La delegazione ha avuto rassicurazioni sulla tempistica: la Balzana dovrà tornare a essere “un corpo vivo” per la comunità locale e, potenzialmente, a una scala di riferimento nazionale per quanto riguarda la gestione di beni confiscati. L’intervento è stato fortemente sostenuto dal ministro Foti, dal procuratore Gratteri e dal sottosegretario Ferro, che hanno ribadito l’impegno a una destinazione sociale dei patrimoni sottratti alla criminalità, con attenzione anche alle realtà piccole e alle iniziative non nelle prime file.
Parallelamente, gli esponenti regionali hanno ricordato il ruolo della Regione Campania nel percorso di recupero: la Regione ha già finanziato una parte degli interventi e continuerà a sostenere il progetto, evidenziando la portata del sito tra i più estesi tra quelli confiscati e la sua opportunità per l’agricoltura e lo sviluppo del territorio. Anche l’ANBSC e l’ufficio del Commissario Prefetto hanno sottolineato i progressi e la necessità di accelerare il percorso di assegnazione, ristrutturazione e fruibilità dei beni confiscati.
A salutare la visita era presente il sindaco Nicolino Federico, che ha espresso soddisfazione per l’attenzione dimostrata verso la Balzana e ha ricordato la responsabilità di restituire al sito una funzione produttiva. A margine, la presidente di Agrorinasce, Maria Antonietta Troncone, ha richiamato la necessità di garantire risorse per concludere i lavori e proseguire con la destinazione produttiva del bene. L’amministratore delegato di Agrorinasce, Giovanni Allucci, ha insistito sull’importanza strategica del progetto come modello di recupero e riuso dei beni confiscati e ha annunciato l’obiettivo di generare occupazione e socialità all’interno del parco.
Il piano contempla anche la prospettiva di un incremento dell’attività produttiva e una valorizzazione della vocazione originaria della Balzana: la trasformazione dei prodotti tipici e la creazione di spazi per vivere e lavorare, con l’obiettivo di rendere il parco un riferimento non solo locale ma anche internazionale per pratiche di riuso dei beni confiscati. I prossimi passi coinvolgono l’accelerazione dei lavori del Lotto 4 e l’avvio della progettazione del Lotto 5, all’insegna di una Balzana che vive se c’è produzione agricola e trasformazione dei prodotti.
Dettagli sul progetto Balzana e il Parco agroalimentare della Campania
Ecco alcune informazioni chiave sul progetto di recupero della Balzana e le sue implicazioni per la comunità locale.

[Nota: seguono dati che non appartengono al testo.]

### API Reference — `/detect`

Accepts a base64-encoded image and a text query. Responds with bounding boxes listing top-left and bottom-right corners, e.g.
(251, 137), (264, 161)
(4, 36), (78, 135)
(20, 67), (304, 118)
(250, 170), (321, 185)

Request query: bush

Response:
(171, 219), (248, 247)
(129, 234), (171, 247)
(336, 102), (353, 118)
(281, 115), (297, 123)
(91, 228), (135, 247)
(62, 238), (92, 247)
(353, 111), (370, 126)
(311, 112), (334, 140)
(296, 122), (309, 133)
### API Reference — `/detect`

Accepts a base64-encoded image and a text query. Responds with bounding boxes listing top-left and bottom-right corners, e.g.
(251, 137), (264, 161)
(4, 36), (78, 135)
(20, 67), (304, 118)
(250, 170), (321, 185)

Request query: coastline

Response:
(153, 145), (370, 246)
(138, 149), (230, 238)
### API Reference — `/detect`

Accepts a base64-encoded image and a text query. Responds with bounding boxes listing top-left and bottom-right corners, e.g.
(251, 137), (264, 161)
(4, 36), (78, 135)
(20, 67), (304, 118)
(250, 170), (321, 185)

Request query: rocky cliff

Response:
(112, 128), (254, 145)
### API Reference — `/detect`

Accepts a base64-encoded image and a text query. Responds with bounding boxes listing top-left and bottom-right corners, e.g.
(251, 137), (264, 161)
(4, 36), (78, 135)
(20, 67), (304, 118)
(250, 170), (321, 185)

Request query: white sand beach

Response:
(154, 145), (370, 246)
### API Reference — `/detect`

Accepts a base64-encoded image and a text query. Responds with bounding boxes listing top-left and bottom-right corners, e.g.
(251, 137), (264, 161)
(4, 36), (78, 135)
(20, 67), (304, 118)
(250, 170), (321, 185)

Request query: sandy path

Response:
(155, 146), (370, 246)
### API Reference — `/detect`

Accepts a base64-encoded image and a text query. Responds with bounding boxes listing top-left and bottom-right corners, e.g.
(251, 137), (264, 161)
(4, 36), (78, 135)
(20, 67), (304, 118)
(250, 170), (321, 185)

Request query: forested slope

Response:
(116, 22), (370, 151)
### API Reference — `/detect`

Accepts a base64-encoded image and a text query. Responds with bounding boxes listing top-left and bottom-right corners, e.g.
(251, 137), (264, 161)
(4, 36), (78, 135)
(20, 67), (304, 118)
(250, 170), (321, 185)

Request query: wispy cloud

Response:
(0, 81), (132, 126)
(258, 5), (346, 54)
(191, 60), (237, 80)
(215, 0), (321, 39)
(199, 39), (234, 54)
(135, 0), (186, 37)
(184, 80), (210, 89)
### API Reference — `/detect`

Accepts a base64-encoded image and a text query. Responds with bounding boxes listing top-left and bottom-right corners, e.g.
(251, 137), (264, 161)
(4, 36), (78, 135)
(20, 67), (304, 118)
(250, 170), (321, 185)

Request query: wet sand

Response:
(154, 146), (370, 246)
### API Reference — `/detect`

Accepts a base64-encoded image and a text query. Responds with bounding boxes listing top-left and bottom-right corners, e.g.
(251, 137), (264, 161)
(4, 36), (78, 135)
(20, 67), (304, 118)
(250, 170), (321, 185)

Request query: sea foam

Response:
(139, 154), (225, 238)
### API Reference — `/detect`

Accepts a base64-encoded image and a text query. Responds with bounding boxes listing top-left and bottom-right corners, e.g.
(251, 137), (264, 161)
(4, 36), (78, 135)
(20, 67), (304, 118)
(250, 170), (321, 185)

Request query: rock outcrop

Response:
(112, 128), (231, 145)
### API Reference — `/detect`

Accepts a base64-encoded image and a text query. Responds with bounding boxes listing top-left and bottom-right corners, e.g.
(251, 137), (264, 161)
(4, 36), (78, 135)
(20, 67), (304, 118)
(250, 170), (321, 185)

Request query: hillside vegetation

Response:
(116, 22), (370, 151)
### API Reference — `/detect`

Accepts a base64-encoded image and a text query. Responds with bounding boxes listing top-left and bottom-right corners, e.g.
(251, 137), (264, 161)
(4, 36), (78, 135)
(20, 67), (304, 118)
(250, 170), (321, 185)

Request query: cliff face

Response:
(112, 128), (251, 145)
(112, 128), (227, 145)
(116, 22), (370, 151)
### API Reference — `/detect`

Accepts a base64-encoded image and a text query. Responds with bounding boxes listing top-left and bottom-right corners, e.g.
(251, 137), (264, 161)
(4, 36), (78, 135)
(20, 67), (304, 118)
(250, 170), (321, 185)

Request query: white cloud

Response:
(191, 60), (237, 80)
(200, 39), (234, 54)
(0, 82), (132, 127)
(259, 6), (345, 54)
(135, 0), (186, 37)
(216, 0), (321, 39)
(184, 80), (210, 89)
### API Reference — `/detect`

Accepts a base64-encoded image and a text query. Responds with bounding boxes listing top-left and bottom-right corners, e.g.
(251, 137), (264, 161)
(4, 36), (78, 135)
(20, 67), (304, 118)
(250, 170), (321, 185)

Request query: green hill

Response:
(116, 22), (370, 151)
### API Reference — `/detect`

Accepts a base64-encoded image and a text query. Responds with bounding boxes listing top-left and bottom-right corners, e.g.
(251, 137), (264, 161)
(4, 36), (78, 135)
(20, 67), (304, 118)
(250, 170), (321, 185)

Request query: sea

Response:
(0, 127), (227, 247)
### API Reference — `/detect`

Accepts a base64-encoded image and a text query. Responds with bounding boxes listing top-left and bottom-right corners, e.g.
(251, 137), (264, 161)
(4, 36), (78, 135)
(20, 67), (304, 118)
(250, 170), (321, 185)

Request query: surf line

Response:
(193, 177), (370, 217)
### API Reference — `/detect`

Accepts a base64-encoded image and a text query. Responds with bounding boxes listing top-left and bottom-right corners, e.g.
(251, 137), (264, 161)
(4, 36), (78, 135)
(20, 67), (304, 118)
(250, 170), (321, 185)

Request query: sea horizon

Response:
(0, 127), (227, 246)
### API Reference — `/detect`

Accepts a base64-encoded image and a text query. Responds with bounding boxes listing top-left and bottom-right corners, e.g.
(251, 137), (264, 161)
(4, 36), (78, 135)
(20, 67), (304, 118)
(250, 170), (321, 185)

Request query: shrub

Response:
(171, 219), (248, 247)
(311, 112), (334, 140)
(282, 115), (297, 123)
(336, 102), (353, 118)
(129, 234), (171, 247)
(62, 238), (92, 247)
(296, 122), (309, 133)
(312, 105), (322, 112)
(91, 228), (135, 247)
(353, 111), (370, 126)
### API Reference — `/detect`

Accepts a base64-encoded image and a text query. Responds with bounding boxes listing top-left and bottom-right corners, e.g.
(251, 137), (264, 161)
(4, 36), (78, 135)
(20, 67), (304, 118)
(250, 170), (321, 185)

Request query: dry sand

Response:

- Superficie: Il progetto interessa circa 200 ettari di terreni e strutture confiscate.
- Finanziamenti: Sono stati già stanziati 27 milioni di euro, ma servono ulteriori 15,5 milioni per completare i lavori.
- Obiettivi: Il progetto mira a integrare agricoltura, trasformazione, formazione e turismo rurale.
- Sostenitori: Il progetto è sostenuto da figure istituzionali come il ministro Foti e il procuratore Gratteri.
- Prospettive: La Balzana punta a diventare un modello nazionale per la gestione dei beni confiscati.